Libya’s stability conference upholds Dec. 24 elections
Participants at Libya’s stability Conference on Thursday re-iterated the need to hold December 24 elections amid fears that the process could be postponed.
The conference issued a final statement calling for confidence-building steps to enable fair, transparent and inclusive elections on Dec. 24, Libya’s top diplomat Najla El-Mangoush said, as the summit wounded up.
The meeting, Libya Herald reports, was expected by some to be a platform to be used to delay the elections to spring 2022. The conference also demanded an end to foreign interference into Libyan affairs in reference to the presence of foreign fighters on the Libyan soil.
The statement also urged the unity government to implement Security Council resolutions on Libya starting with Resolution 1970 and subsequent resolutions, particularly Security Council resolutions 2570 and 2571, the outcomes of the Berlin Conferences (1) and (2), and the road map issued by the Libyan Political Dialogue Forum.

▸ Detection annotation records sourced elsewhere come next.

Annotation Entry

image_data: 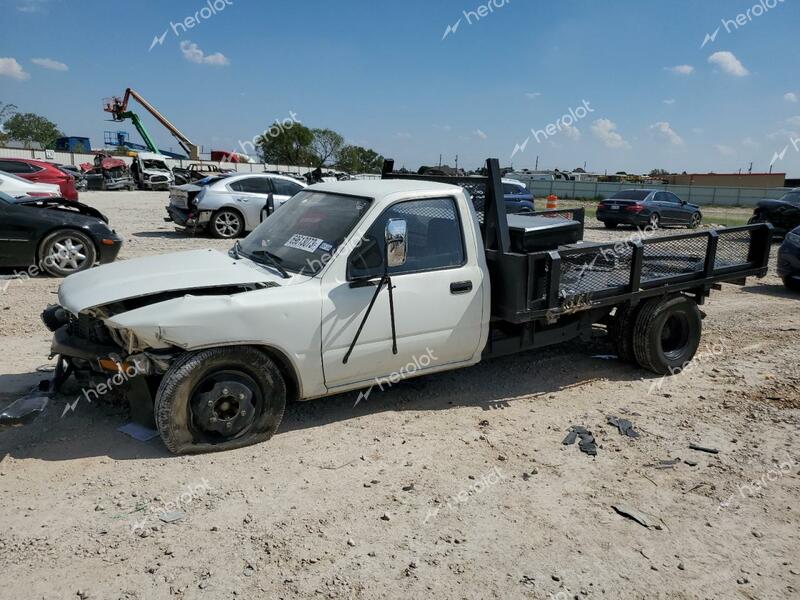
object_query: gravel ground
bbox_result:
[0,192,800,600]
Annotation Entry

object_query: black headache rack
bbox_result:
[382,158,772,324]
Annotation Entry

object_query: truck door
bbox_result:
[322,198,484,389]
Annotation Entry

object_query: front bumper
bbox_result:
[778,242,800,279]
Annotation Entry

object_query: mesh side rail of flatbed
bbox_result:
[558,226,761,300]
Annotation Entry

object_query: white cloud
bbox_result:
[562,124,581,142]
[181,40,230,67]
[664,65,694,75]
[650,121,683,146]
[742,136,761,150]
[714,144,736,156]
[708,50,750,77]
[592,119,631,148]
[31,58,69,71]
[0,58,31,81]
[17,0,47,13]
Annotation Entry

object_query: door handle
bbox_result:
[450,281,472,294]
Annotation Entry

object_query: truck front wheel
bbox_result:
[155,347,286,454]
[633,296,703,375]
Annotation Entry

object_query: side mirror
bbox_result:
[386,219,408,269]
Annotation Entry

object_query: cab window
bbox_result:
[348,198,466,279]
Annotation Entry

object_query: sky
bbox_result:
[0,0,800,177]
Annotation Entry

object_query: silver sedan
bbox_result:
[166,173,306,238]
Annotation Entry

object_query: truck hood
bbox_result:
[58,250,310,315]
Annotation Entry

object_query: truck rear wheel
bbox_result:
[155,347,286,454]
[633,296,703,375]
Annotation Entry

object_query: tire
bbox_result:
[783,277,800,292]
[208,208,244,240]
[608,304,638,362]
[633,296,703,375]
[39,229,97,277]
[154,346,286,454]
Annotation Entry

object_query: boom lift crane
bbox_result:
[103,88,200,160]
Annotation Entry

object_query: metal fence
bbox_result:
[518,177,790,206]
[0,148,313,175]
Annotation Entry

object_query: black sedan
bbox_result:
[0,192,122,277]
[597,190,703,229]
[749,188,800,237]
[778,227,800,292]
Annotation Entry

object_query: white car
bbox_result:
[0,171,61,198]
[166,173,306,239]
[131,152,175,190]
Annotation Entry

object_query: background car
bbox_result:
[0,172,61,198]
[503,177,535,213]
[748,188,800,237]
[0,193,122,277]
[167,173,306,238]
[597,190,703,229]
[0,158,78,201]
[778,226,800,292]
[56,163,87,192]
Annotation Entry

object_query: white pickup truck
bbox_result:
[6,159,769,453]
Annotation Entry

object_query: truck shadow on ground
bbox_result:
[742,283,800,300]
[0,342,656,463]
[131,229,198,240]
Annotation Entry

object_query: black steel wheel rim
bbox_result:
[189,370,264,443]
[661,312,691,360]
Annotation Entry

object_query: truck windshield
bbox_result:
[240,191,370,275]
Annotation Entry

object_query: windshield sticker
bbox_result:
[284,233,325,252]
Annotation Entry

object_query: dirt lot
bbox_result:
[0,192,800,600]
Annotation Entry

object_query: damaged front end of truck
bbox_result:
[0,250,288,429]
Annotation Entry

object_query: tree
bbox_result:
[336,146,383,173]
[311,129,344,167]
[3,113,64,148]
[0,102,17,144]
[258,121,316,166]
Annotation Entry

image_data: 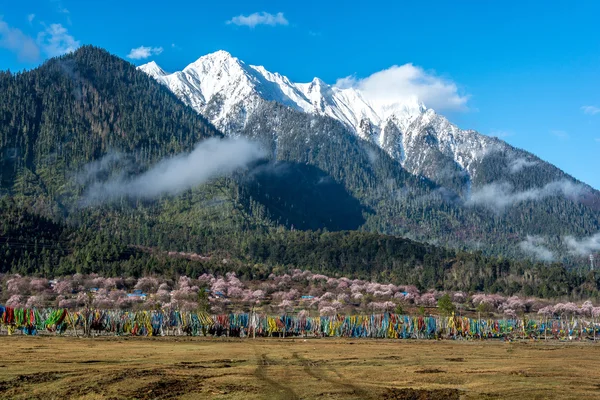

The participants also backed the ongoing ceasefire implemented by the 5 + 5 Joint Military Committee.
The Moroccan delegation to the conference said that supporting the stability of Libya is in line with Morocco’s vision for the settlement of this crisis, insisting that any solution likely enable the country to go from the transition process to that of democratic building can only be a realistic inter-Libyan solution preserving the sovereignty of the country, far from any interference or foreign agendas.
Morocco’s vision has been clear since the first consultations leading to the Skhirate agreement and the Libyan Dialogue meetings that took place afterwards in the Kingdom, in Bouznika and Tangier, said head of the Moroccan delegation to the conference Fouad Yazough.
The Moroccan diplomat called for more efforts to address other challenges, preserve political and security gains and achieve the aspirations of the Libyan people for stability, national reconciliation and development.
The Kingdom, which ensures to coordinate with the United Nations in its actions of rapprochement between the Libyan stakeholders, reiterates its readiness to support the political process in Libya, the efforts of national reconciliation as well as the security, economic and political plans for the construction of a strong and unified Libyan state that strengthens national as well as regional security and stability, Fouad Yazough said.
The UN insists that the holding of timely, free, and fair elections is critical to break the cycle of perennial political transitions, to return to political legitimacy, and to put an end to foreign interference. The Libyan people want elections, and they want them now.